キヤノン(7751)も3.2%高となりました。暗闇でも高画質でカラー撮影できる画像センサーを開発し2022年から量産すると伝わったことが材料視されました。青山商事(8219)も4.9%高となりました。スーツは低調に推移したもののフォーマルなどが好調だったことから11月のビジネスウエア事業の既存店売上高が前年同月比6.2%増と2ヶ月連続で前年を上回ったことが好感されました。また、新型コロナウイルスの変異株への過度な警戒感が後退したことで昨日の米国市場で空運株が大きく上昇した流れを受けて日本航空(9201)やANAホールディングス(9202)も買われ、日本航空が4.6%高、ANAホールディングスも3.8%高となりました。

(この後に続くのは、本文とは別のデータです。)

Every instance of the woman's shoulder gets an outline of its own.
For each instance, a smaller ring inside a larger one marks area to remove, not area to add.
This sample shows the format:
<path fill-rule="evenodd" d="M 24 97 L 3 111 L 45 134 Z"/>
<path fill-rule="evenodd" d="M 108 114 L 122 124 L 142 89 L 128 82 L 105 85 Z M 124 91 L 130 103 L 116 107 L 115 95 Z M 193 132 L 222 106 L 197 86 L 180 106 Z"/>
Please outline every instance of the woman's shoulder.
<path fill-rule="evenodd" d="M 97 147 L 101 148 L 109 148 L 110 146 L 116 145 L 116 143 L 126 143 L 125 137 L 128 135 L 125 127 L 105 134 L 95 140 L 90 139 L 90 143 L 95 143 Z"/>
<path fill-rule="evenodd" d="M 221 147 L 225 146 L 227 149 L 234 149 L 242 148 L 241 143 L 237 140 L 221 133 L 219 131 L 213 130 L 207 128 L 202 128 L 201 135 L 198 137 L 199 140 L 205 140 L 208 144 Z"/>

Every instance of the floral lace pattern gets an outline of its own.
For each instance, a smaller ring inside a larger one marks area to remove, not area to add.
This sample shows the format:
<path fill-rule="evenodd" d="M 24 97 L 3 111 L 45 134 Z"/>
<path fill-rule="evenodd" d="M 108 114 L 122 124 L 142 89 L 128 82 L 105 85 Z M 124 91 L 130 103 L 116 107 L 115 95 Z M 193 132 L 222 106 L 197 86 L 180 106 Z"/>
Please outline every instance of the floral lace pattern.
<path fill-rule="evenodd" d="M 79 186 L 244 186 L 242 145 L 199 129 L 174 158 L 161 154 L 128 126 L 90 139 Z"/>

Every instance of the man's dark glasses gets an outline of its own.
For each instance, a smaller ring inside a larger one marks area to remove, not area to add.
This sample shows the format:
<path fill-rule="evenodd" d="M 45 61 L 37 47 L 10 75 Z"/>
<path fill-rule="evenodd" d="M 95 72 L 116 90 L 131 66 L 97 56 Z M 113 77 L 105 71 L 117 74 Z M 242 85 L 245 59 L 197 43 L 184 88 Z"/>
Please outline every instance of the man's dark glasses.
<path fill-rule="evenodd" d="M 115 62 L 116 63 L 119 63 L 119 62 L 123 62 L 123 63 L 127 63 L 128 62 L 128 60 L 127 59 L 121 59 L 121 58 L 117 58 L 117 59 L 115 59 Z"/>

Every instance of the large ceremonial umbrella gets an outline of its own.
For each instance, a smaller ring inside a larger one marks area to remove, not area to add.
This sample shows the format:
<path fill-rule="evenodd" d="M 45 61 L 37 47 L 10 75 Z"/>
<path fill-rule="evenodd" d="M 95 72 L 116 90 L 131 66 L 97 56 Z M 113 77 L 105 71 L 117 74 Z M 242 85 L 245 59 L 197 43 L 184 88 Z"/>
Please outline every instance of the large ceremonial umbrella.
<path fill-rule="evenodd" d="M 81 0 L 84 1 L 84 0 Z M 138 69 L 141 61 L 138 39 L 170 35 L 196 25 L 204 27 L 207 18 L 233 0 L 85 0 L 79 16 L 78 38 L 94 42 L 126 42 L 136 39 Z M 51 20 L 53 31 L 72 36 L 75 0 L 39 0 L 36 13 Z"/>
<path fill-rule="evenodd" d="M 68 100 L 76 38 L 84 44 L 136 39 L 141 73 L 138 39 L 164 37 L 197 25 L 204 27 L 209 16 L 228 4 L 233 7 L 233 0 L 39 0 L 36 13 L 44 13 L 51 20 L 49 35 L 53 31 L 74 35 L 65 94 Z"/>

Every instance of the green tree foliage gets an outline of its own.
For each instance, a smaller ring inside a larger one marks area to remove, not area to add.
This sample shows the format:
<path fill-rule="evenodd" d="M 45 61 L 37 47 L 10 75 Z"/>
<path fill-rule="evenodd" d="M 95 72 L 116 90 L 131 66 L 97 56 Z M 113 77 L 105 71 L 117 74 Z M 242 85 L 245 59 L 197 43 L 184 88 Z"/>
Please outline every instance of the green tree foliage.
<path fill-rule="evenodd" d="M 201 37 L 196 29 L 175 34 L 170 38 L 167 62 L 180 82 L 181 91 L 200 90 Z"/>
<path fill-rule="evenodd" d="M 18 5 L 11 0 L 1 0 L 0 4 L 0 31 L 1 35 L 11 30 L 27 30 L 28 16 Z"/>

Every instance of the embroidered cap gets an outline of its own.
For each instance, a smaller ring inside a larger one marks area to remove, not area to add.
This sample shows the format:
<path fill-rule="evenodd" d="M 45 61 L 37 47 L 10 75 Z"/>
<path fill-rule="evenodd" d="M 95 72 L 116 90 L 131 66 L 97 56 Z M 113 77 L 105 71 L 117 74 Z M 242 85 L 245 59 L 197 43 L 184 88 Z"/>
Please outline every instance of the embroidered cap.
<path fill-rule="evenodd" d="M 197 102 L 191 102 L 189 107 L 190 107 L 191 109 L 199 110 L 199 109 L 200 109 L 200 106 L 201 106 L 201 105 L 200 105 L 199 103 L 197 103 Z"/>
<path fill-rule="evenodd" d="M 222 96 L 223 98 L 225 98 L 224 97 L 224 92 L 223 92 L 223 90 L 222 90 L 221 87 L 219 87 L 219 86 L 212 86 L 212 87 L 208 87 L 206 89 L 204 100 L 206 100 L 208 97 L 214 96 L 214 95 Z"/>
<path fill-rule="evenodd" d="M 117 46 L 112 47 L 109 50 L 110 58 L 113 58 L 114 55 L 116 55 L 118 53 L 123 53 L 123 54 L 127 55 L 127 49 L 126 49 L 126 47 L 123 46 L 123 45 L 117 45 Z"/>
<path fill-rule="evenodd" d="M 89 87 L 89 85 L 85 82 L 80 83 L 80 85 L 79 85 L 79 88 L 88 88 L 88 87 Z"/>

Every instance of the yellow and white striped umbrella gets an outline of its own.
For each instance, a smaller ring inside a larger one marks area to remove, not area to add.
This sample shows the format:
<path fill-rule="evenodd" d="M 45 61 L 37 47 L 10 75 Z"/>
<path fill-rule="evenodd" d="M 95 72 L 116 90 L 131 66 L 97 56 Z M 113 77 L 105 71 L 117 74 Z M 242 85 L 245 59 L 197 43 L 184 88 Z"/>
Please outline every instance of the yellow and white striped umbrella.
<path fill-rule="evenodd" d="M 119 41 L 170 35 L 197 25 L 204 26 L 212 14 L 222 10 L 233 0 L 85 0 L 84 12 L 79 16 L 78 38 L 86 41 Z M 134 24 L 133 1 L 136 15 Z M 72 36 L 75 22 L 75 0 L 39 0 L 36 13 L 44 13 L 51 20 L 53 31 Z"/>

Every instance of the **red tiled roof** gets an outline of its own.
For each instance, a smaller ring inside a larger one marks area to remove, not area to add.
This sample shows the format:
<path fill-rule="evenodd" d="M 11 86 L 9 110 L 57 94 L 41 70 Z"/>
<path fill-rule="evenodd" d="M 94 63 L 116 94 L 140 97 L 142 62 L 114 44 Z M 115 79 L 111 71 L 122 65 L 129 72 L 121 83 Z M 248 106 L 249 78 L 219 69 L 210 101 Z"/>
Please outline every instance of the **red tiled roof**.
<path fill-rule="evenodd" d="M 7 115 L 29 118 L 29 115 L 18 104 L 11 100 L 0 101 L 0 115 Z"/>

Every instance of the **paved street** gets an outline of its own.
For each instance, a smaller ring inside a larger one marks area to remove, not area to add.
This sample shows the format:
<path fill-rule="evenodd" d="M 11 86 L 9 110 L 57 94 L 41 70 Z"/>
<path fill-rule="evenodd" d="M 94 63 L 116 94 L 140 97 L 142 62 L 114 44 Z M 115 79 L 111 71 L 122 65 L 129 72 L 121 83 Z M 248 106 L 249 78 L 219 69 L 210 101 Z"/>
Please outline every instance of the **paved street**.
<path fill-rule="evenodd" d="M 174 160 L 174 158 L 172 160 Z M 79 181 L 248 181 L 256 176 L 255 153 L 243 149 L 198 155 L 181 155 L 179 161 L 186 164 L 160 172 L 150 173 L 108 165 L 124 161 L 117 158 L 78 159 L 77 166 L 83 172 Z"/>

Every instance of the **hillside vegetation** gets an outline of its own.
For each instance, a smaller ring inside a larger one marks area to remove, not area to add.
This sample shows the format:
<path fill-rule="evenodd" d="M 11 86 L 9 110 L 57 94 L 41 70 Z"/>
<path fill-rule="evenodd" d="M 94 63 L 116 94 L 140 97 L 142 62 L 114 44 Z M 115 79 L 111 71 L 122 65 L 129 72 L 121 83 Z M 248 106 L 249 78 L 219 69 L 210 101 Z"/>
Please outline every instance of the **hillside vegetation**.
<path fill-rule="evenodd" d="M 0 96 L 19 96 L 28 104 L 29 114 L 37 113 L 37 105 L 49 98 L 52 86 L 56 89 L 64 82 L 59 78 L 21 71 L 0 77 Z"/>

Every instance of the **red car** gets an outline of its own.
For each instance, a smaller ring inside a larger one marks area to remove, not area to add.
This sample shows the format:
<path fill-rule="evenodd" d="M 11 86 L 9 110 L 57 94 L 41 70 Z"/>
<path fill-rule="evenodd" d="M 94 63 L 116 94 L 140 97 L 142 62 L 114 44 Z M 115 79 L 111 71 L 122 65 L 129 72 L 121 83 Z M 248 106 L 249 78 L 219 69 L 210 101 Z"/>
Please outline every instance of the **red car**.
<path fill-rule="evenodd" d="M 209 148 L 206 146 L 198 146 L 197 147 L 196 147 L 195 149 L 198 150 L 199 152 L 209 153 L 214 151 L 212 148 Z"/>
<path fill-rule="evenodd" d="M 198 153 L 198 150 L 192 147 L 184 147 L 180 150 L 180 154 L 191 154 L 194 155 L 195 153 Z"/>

さらに投資判断や目標株価の引き上げに好反応を示したのが日本電波工業(6779)や丸紅(8002)で、日本電波工業は目標株価の引き上げを受けて16.0%高となり、丸紅も投資判断と目標株価の引き上げを受けて5.0%高となりました。一方で日本水産(1332)が投資判断と目標株価の引き下げを嫌気して5.6%安となっています。
VIEW POINT: 明日への視点
本日の日経平均は528円高となりました。バイデン米政権の医療顧問トップが新型コロナウイルスの変異株「オミクロン株」について重症化の度合いがそれほど高くないとの認識を示したことでオミクロン株への過度な警戒感が後退し昨日の米国市場でダウ平均が650ドル近く上昇し今年最大の上げ幅となったことから大幅高となりました。また、東証1部の騰落レシオが昨日時点で75.9%と80%を下回り引き続き売られ過ぎとなっていたこともあって買いが入りやすかったともいえそうです。大きく上げ幅を広げ500円を超える上昇となったことで下値への警戒感が後退しそうですが、こうしたなかで明日以降も買いが優勢となった場合には本日引けで上回ることができなかった節目の28,500円や先月末に上値を押さえられた100日移動平均線(28,704円)を回復できるかがポイントとなりそうです。